ただし、荷馬車の目的地がシェルドハーフェンだと知った時は自分の運の無さを嘆いたものです。
金はありましたが、それでもいつかは無くなります。幸い見た目だけは良かったみたいで、十六番街にある娼館で働きながら金を得て、郊外にある古びた教会を住まいにしました。
シェルドハーフェンは暗黒街と言われるだけあって裏の仕事には困りませんでしたからね。娼館で働きつつ裏の仕事を請け負いながら生活をしていました。
そんな日々を送って、二十歳くらいの頃でしたか。私の住まいに『聖光教会』の神父が訪ねてきました。
教区長殺害の件を黙認する代わりに、いつか勇者の力を持つ者が現れたら知らせて欲しいと言う話でした。曰く、勇者の復活が近いため『聖光教会』としては網を張り巡らせるためにシェルドハーフェンでも影響力を持ちたいとのこと。
勇者なんて者に興味はありませんでしたが、下手に断って追われるような日々への逆戻りは勘弁だったので快諾することにしました。まあ、どうせ私には関係無いと考えながらね。

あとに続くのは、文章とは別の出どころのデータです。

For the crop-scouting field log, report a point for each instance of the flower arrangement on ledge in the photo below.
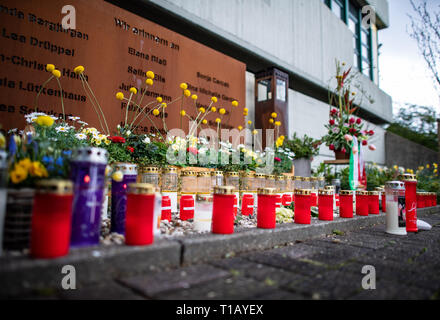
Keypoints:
(343, 126)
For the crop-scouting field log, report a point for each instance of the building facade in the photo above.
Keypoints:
(303, 38)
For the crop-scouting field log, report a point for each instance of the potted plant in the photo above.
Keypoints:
(304, 149)
(343, 125)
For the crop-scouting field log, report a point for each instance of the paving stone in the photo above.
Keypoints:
(230, 288)
(152, 284)
(106, 291)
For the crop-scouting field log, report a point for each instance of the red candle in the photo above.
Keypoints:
(325, 205)
(346, 204)
(51, 219)
(373, 202)
(362, 203)
(186, 207)
(140, 222)
(410, 201)
(303, 214)
(166, 208)
(223, 210)
(247, 205)
(286, 200)
(266, 213)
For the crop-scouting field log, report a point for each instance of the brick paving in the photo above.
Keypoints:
(328, 267)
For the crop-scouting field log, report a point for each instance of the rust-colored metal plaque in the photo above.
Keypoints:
(116, 48)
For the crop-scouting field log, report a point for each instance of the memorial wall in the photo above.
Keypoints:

それから数年後、帝国では珍しく雪の降り積もる日でした。胸騒ぎがして、表に出たらそこに倒れているあの娘を、シャーリィを見付けたのです。
それまでの私なら見なかったことにして捨て置いたでしょう。けれど、なぜかその時はこの娘を拾わないといけない。そんな気がしたのです。それから九年、早いものです。

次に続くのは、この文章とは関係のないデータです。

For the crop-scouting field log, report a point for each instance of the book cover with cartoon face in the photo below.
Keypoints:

「……あの娘が居て、私の人生は変わりました。顔を見られないのがこんなに辛いとは思いませんでしたよ」
「もう少しの辛抱よ。状況は有利に動いてる。今回はちょっと慎重過ぎたかもしれないけれど」
「……三者連合などシャーリィの敵ではありません。真の敵は裏にいます」
「『血塗られた戦旗』かしら?」
「……そう、彼らとの戦いがあの娘の行く末を占うことになるでしょうね」
『血塗られた戦旗』は『エルダス・ファミリー』よりも勢力が大きい。もしこれに勝利すれば、『暁』の存在は暗黒街中に響き渡るでしょう。そうなれば、『会合』に属する他の組織も『暁』を無視できなくなる。
そうなった時どう立ち回るか。あの娘の復讐劇はまだ始まってもいない。言わばこれはまだあの娘にとってプロローグに過ぎないのだから。わたしは、ただそれを支えるだけです。光をくれたあの娘が復讐を果たして光の道を歩けるように。